Some observers might interpret such comments as little more than revisionist spin, but Havas Life Metro is clearly a better balanced agency (read: no longer bound to a single client’s whims) than it was in years past. Headcount is down—D’Appolonia puts the number at “around 150,” versus the 180 staffers the company reported at this time last year—but she expects that the firm will end 2014 with 10% growth in both revenue and employees.
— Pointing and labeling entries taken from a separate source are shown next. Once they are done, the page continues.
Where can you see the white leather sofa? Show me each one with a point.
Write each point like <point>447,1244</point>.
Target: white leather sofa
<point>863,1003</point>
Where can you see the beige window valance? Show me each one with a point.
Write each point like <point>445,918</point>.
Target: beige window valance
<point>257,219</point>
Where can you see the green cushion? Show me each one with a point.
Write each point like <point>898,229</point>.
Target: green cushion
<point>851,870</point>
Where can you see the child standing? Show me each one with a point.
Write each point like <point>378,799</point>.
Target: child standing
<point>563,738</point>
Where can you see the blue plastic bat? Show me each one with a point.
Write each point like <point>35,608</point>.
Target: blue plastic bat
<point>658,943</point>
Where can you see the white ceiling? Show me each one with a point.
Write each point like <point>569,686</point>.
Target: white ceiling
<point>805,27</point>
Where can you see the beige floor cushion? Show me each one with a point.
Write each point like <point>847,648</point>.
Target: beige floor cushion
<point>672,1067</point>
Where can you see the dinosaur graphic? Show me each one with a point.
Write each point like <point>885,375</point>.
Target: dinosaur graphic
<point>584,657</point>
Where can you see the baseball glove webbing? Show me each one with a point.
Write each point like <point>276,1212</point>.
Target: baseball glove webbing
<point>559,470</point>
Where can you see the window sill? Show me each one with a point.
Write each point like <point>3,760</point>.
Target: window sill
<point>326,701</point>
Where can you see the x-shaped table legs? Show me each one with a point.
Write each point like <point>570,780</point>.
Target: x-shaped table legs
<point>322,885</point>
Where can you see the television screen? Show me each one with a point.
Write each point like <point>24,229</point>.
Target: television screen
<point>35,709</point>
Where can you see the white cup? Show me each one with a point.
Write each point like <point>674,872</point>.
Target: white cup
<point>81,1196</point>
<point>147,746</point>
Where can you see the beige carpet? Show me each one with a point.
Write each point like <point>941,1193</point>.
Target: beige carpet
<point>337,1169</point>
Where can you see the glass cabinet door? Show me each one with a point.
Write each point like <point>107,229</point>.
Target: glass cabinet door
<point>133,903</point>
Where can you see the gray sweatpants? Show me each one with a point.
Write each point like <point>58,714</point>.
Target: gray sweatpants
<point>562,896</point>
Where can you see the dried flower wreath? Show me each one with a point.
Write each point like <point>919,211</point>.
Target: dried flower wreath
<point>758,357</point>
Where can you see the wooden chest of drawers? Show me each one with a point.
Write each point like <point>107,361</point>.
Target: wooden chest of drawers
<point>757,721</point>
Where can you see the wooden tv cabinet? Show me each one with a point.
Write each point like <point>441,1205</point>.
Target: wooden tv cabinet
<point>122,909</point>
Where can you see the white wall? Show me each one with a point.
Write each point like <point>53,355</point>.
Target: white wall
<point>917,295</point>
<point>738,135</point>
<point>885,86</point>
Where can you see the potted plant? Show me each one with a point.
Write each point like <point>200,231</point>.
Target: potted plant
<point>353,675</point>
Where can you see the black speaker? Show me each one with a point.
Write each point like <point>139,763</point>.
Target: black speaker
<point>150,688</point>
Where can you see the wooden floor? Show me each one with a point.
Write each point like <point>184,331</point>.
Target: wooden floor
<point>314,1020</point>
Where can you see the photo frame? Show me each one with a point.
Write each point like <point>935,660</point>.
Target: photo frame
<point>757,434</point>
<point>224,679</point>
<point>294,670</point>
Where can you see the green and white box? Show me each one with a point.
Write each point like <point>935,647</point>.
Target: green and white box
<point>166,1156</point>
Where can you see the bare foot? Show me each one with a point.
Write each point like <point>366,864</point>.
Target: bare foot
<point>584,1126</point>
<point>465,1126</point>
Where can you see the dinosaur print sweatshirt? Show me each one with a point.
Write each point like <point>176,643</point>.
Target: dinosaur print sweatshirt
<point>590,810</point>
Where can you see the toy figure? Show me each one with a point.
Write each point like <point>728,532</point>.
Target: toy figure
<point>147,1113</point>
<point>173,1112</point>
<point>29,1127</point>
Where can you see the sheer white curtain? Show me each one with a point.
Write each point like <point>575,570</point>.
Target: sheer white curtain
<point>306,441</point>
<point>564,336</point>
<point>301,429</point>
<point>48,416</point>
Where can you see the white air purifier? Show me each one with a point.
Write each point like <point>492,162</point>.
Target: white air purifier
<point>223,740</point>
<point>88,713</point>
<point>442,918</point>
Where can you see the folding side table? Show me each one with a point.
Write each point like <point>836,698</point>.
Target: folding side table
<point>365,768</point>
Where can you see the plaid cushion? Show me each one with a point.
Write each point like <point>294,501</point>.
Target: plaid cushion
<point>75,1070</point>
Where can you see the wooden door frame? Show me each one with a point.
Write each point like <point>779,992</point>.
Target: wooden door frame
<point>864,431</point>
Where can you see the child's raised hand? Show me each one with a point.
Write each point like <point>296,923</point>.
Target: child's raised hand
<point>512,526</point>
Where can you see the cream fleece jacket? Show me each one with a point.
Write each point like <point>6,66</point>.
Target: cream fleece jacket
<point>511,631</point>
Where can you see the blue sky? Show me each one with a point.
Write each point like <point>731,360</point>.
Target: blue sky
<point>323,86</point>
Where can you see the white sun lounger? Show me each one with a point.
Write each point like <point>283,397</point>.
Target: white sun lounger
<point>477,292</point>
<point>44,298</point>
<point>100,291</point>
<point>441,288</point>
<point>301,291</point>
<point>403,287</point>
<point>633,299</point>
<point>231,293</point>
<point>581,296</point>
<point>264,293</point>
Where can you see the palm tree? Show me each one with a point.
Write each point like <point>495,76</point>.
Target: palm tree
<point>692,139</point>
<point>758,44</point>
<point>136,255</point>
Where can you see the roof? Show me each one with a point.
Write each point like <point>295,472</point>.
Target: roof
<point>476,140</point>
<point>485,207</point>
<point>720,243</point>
Morton, for his part, says that he believes the diversification of Havas Life Metro’s client base has had a major impact on all of the work and relationships that have followed. “I don’t think we’re afraid of anything anymore,” he explains. “Having a client that’s 80% of your business for as long as it was, you get used to doing everything the same way. We’re much more open now to new challenges.” Amid the tumult, Havas Life Metro launched six brands, among them Eisai’s weight-loss drug Belviq, the Takeda/Lundbeck depression drug Brintellix and Sanofi’s diabetes drug Lyxumia.
That attitude was similarly evident in Havas Life Metro’s approach to new business. Whereas the agency used to stay within its therapeutic comfort zone, recent months have seen it make greater inroads into such new areas as oncology, depression and animal health. Up next on the firm’s to-get list: health and wellness, medical devices and, according to Morton, “some pro bono work where we can flex our creative muscles.”